Rasthaber - Öncelikle ârif sadece hakkı talep eder, başka bir şeyi değil. Onun marifetine, Allah’a ibadetine hiçbir şey tesir edemez. Çünkü O’nu ibadet edilmeye layık görür. Allah Teâlâ’ya karşı duyulan bu duygu şereflidir, ibadetin saiki ne rağbettir ne de korku…
Bu kelamdan murad, ârifin gaye açısından muvahhid olmasıdır.
Ârifin yegâne hedefi Allah Teâlâ’dır. Alllah Teâlâ’yı dünyevî ve uhrevî
nimetlerinden dolayı talep etmez. Dünyevî ve uhrevî nimetlerden dolayı ibadet
eden kimsenin gayesi haddizatında nimetin kendisidir. Bu durumda Allah Teâlâ
nimetler için bir vesile ve bir vasıta olmuş olur. Kişinin hakikî mâbudu ve
isteği bu nimetler olur. Yahut da daha dakik bir ifadeyle mâbudu ve matlabı
kişinin kendi nefsi olmuş olur. Çünkü âbid, bu nimetleri ihtiyaçlarını
karşılamak için talep etmektedir.
Ârife gelince ise onun bütün talep ettiği şey sadece
Allah Teâlâ’dır. Ârif ilahî nimetleri talep ediyorsa ancak bu nimetlerin O’nun
fazlı ve lütfu oluşundan dolayıdır. Buna göre, ârif olmayan kişi Allah Teâlâ’yı
nimetleri için talep ederken, ârif Allah’ın nimetlerini Allah için talep eder.

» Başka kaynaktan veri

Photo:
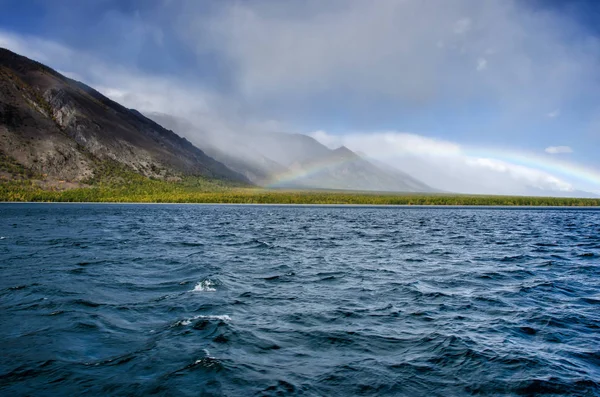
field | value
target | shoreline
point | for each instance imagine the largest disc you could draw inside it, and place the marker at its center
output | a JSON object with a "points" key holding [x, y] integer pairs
{"points": [[481, 206]]}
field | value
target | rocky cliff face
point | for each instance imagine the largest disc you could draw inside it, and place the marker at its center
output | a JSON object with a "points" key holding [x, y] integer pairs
{"points": [[56, 126]]}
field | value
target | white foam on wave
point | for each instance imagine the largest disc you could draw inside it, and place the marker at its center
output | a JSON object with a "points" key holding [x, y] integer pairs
{"points": [[188, 321], [205, 286]]}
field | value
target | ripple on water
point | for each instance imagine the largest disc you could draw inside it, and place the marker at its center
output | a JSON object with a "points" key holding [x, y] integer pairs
{"points": [[130, 300]]}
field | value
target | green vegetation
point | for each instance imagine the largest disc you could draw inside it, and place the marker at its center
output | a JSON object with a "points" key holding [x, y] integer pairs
{"points": [[198, 190], [113, 182]]}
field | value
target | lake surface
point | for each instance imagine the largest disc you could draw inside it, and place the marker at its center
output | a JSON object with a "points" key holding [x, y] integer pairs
{"points": [[274, 300]]}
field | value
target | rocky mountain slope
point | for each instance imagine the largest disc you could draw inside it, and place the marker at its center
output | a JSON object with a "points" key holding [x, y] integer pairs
{"points": [[58, 127]]}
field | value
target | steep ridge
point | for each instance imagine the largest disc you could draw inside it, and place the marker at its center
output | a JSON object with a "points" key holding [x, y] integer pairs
{"points": [[62, 128], [293, 160]]}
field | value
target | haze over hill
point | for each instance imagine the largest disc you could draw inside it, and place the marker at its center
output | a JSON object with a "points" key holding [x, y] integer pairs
{"points": [[292, 160], [64, 129], [499, 97]]}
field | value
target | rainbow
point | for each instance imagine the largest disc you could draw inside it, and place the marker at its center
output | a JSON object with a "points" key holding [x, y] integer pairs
{"points": [[315, 168], [547, 163]]}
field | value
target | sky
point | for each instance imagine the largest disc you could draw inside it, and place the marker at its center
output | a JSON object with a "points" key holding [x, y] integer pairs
{"points": [[490, 96]]}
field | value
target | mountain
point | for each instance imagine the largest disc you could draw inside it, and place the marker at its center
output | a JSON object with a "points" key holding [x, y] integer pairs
{"points": [[225, 147], [54, 125], [293, 160]]}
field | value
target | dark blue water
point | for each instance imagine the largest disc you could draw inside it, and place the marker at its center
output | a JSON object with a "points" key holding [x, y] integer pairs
{"points": [[269, 300]]}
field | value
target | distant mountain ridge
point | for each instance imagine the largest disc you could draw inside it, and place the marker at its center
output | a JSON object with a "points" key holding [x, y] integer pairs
{"points": [[293, 160], [62, 128]]}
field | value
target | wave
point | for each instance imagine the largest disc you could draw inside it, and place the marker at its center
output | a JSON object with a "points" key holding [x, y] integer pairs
{"points": [[205, 286]]}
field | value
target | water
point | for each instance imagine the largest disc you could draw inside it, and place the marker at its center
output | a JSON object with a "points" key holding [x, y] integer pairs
{"points": [[270, 300]]}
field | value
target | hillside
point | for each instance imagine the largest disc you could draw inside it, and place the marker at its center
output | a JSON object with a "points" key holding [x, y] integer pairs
{"points": [[294, 161], [61, 129]]}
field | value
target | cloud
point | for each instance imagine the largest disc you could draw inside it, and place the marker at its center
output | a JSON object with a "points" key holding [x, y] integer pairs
{"points": [[481, 64], [303, 50], [447, 165], [558, 149], [294, 55]]}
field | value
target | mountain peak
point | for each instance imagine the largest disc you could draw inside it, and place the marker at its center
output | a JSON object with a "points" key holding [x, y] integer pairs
{"points": [[344, 151]]}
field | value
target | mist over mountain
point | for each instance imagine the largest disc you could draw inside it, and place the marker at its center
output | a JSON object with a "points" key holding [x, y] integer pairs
{"points": [[58, 127], [286, 160]]}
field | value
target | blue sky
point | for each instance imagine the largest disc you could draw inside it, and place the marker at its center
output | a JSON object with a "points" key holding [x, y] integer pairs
{"points": [[501, 80]]}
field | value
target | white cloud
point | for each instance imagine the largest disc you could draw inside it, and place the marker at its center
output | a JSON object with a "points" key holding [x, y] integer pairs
{"points": [[446, 165], [558, 149], [265, 67], [481, 64], [402, 50]]}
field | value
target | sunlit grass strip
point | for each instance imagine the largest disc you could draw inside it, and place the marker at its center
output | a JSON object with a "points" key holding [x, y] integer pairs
{"points": [[206, 191]]}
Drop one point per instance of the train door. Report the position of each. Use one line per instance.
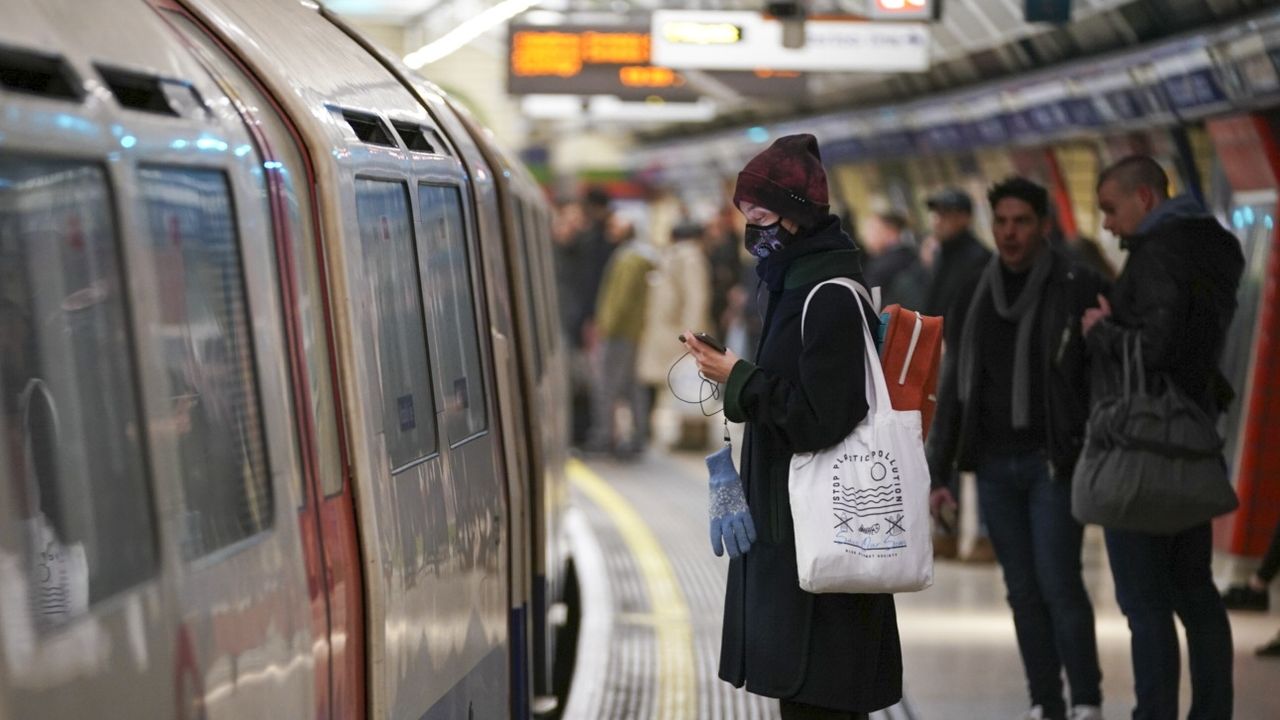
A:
(215, 352)
(1251, 163)
(327, 510)
(87, 601)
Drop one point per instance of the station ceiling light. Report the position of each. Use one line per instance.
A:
(466, 32)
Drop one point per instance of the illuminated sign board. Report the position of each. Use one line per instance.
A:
(745, 40)
(904, 9)
(616, 60)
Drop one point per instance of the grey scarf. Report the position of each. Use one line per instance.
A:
(1023, 311)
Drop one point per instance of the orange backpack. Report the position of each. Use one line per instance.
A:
(912, 355)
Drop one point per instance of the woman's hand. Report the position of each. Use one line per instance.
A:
(712, 364)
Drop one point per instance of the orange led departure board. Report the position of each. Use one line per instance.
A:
(615, 60)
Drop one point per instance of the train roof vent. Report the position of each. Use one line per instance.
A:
(33, 73)
(420, 139)
(151, 94)
(369, 128)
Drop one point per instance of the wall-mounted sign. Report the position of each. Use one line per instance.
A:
(744, 40)
(616, 60)
(904, 9)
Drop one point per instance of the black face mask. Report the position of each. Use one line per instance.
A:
(764, 240)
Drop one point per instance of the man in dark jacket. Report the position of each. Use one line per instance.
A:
(959, 261)
(1013, 408)
(1178, 294)
(894, 263)
(826, 656)
(960, 256)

Akla şöyle bir soru gelebilir: Ârif Allah Teâlâ’yı
herhangi bir gaye dolayısıyla talep etmiyorsa neden O’na kulluk ediyor? Her
ibadetin bir gayesi yok mudur?
İbn Sînâ bu soruya şöyle cevap verir: Ârifin
ibadetten iki gayesi vardır: Birincisi, Mâbud ibadet edilmeye layıktır. Bunun
bir benzeri şudur: İnsan bir şahısta veya bir şeyde kemal görür de ona
övgülerde bulunur. Eğer “Bu övgünün gerekçesi ve yararı nedir?” diye soracak
olursan sana şöyle cevap verir: “Ben herhangi bir çıkardan dolayı onu övüyor değilim.
Ben onu övülmeye layık gördüm de ondan dolayı övdüm.” Kahramanlara yönelik
yapılan övgülerin geneli bu kategoriye konulabilir. İkinci olarak; ibadetin zâtî
güzelliliği ve şerefi. İbadet kul ile Rabbi arasında bir bağ olduğundan dolayı
haddizatında –korku veya çıkardan dolayı değil- yerine getirilmesi gerekir.
Bu bağlamda Hz. Ali (a.s.)’dan şu meşhur cümle
aktarılmıştır:
“İlahî, ne cehennem ateşinden ne de cennetine
duyduğum iştiyaktan dolayı sana ibadet ediyorum. İbadete layık gördüğümden dolayı
sana ibadet ediyorum.”
Ârifler çoğunlukla insanın yaşamının, özelde de
ibadetlerin gayelerinin Allah dışında başka bir şey olmasını şirk olarak
adlandırırlar. İrfan bu şirkin yüzde yüz karşısındadır.